SE REVEILLE, TANT MIEUX !!!

L'agence REUTERS, le 27 octobre 2015, révèle les propositions de l'Union Européenne pour lutter contre l'évasion fiscale (source du 27 octobre 2015) : http://fr.reuters.com/article/topNews/idFRKCN0SL0G220151027?pageNumber=2&virtualBrandChannel=0

Strasbourg fait ses propositions

contre l'évasion fiscale

Siège du Parlement européen à Strasbourg. Une commission spéciale du Parlement européen sur les pratiques d'évasion fiscale estime dans un rapport que les avantages fiscaux accordés à des entreprises multinationales par certains Etats de l'Union européenne ont violé les traités communautaires. Faute de disposer de prérogatives législatives, la commission parlementaire se contente de dresser un constat et de faire aux Etats des recommandations, le rapport devant être soumis au vote de l'assemblée plénière en novembre. /Photo d'archives/REUTERS/Vincent Kessler

 STRASBOURG (Reuters) - Les avantages fiscaux accordés à des entreprises multinationales par certains Etats de l'Union européenne ont violé les traités communautaires, estime la commission spéciale du Parlement européen sur les pratiques d'évasion fiscale dans un rapport adopté lundi à Strasbourg.

Bien que la fiscalité relève de la souveraineté des Etats, ces rescrits fiscaux - ou accords conclus avec les administrations fiscales - permettent à certaines entreprises multinationales d'obtenir une réduction de leur niveau d'imposition dans un pays où elles peuvent dès lors transférer une part importante de leurs profits. Ils "ont faussé la concurrence au sein du marché intérieur", affirme la commission spéciale.

Le rapport, qui a été adopté à Strasbourg par 34 voix contre trois et sept abstentions, sera soumis au vote de l'assemblée plénière au mois de novembre.

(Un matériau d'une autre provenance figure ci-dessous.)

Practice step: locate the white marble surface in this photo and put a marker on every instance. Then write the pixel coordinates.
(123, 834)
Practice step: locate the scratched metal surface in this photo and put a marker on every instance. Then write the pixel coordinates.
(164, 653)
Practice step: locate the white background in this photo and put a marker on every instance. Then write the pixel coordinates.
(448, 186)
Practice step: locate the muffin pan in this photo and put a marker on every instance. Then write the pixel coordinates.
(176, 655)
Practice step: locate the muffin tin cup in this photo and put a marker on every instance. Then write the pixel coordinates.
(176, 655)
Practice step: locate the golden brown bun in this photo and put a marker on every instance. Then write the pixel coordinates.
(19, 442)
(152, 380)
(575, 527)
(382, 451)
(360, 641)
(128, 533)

La commission spéciale parlementaire a été créée à la suite des révélations du "LuxLeaks", en novembre dernier, quand il est apparu que le Luxembourg, dont l'ancien Premier ministre Jean-Claude Juncker préside la Commission européenne, avait pratiqué à grande échelle les rescrits fiscaux, ou "tax rulings".

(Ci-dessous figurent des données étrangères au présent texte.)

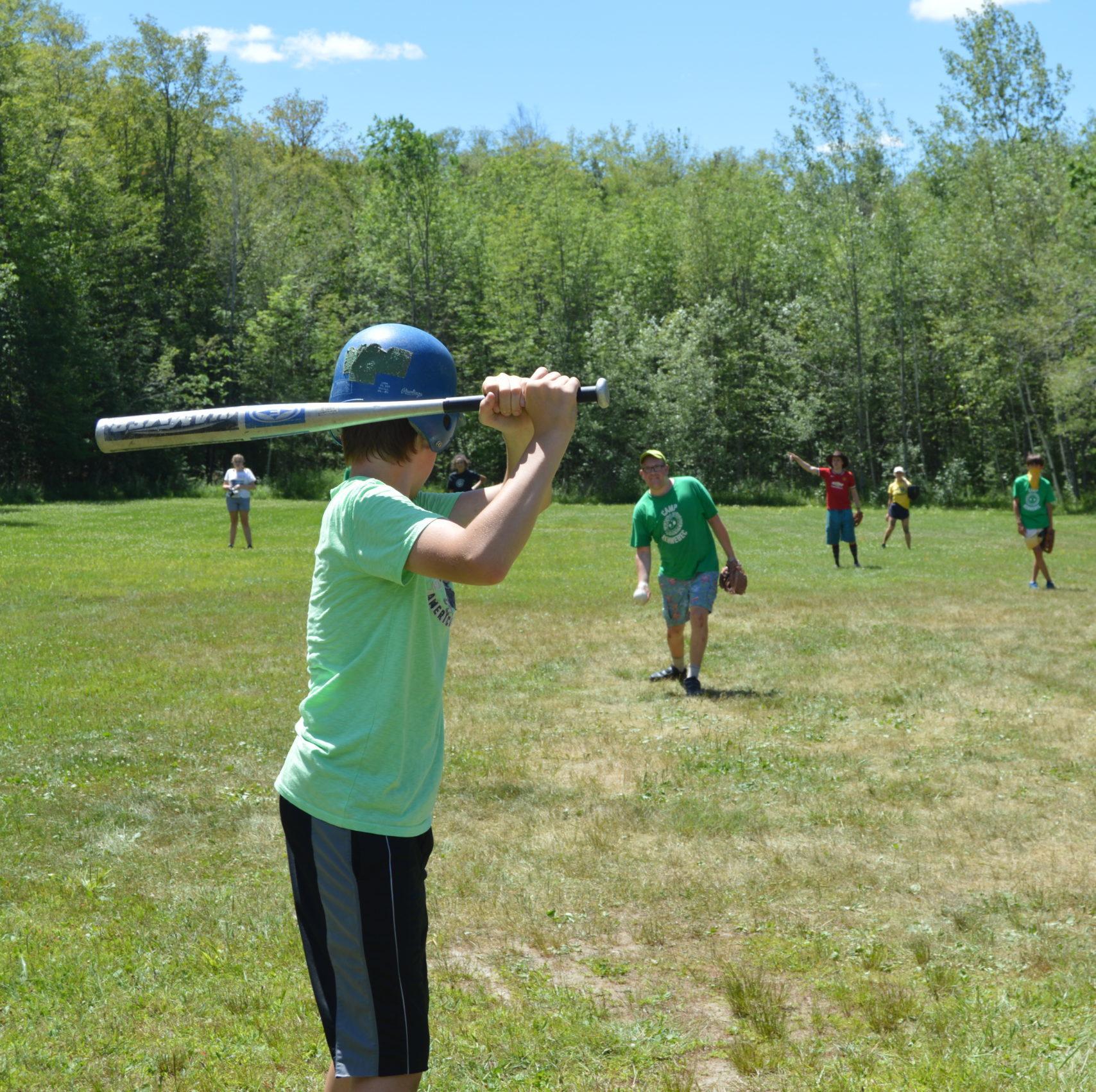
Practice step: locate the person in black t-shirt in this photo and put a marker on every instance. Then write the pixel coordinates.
(463, 478)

Le Consortium international des journalistes d'investigation (ICIJ), à qui l'on doit ces révélations, a publié des documents confidentiels montrant que l'administration du Grand-Duché avait conclu plus de 500 arrangements fiscaux avec plus de 300 multinationales entre 2002 et 2010.

Faute de disposer de prérogatives législatives en matière de fiscalité, la commission parlementaire sur les rescrits fiscaux, que préside le Français Alain Lamassoure, se contente de dresser un constat et de faire aux Etats des recommandations.

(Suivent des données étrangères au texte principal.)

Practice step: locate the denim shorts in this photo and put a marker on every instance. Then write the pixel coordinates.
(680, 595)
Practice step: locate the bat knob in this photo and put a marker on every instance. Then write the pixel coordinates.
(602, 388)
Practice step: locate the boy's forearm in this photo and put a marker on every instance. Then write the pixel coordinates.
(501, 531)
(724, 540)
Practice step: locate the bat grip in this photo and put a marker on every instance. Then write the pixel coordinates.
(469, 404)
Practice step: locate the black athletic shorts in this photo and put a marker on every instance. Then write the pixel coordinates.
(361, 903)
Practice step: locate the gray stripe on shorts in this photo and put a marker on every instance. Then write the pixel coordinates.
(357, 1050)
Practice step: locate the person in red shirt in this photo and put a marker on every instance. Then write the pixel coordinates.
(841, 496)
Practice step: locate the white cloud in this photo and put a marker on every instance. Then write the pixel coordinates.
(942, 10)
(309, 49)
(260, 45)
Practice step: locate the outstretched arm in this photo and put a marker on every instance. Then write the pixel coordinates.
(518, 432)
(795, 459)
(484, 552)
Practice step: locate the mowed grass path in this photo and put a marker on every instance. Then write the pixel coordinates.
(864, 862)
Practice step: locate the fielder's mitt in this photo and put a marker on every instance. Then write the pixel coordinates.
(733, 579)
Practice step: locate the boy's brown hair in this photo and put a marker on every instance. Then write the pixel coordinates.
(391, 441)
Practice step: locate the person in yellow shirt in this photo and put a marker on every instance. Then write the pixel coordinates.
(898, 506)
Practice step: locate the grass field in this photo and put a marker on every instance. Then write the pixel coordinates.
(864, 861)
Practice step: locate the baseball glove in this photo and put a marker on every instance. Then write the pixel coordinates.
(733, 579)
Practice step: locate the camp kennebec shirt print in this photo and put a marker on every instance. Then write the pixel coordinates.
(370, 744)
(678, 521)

"Ce type d'évasion fiscale est un jeu à somme négative pour tous les budgets nationaux pris dans leur ensemble, car l'augmentation des recettes fiscales résultant de pratiques dommageables dans un Etat membre ne permet pas de compenser la baisse des recettes fiscales dans d'autres Etats", affirme-t-elle.

Se refusant à "empiéter sur la compétence des Etats à déterminer le taux d'imposition qu'ils souhaitent appliquer aux entreprises", elle demande à la Commission européenne "de présenter dans les meilleurs délais une assiette commune consolidée obligatoire pour l’impôt sur les sociétés (ACCIS)".

Elle suggère également de contourner si nécessaire la règle de l'unanimité au sein du Conseil en faisant jouer l'article 116 du traité sur le fonctionnement de l’Union qui autorise la Commission européenne à légiférer lorsque certaines disparités, au sein des Etats, faussent les conditions de concurrence sur le marché intérieur.

La commission spéciale réclame un mécanisme automatique et obligatoire d'échange d'informations entre les Etats sur les rescrits fiscaux et fustige au passage l'accord trouvé à ce sujet, le 6 octobre dernier, par les ministres des Finances des Vingt-Huit. (voir [ID:nL8N1262H2])

Cet accord "n'est pas à la hauteur de la proposition de la Commission (européenne)", estiment les eurodéputés qui dénoncent les limites fixées à ces échanges d’informations.

Ils devraient, selon eux, porter sur tous les rescrits fiscaux et non sur les seuls qui ont des implications transfrontalières, concerner les accords déjà passés au-delà des cinq ans de rétroactivité concédés par les Etats, et pouvoir être contrôlés par la Commission européenne.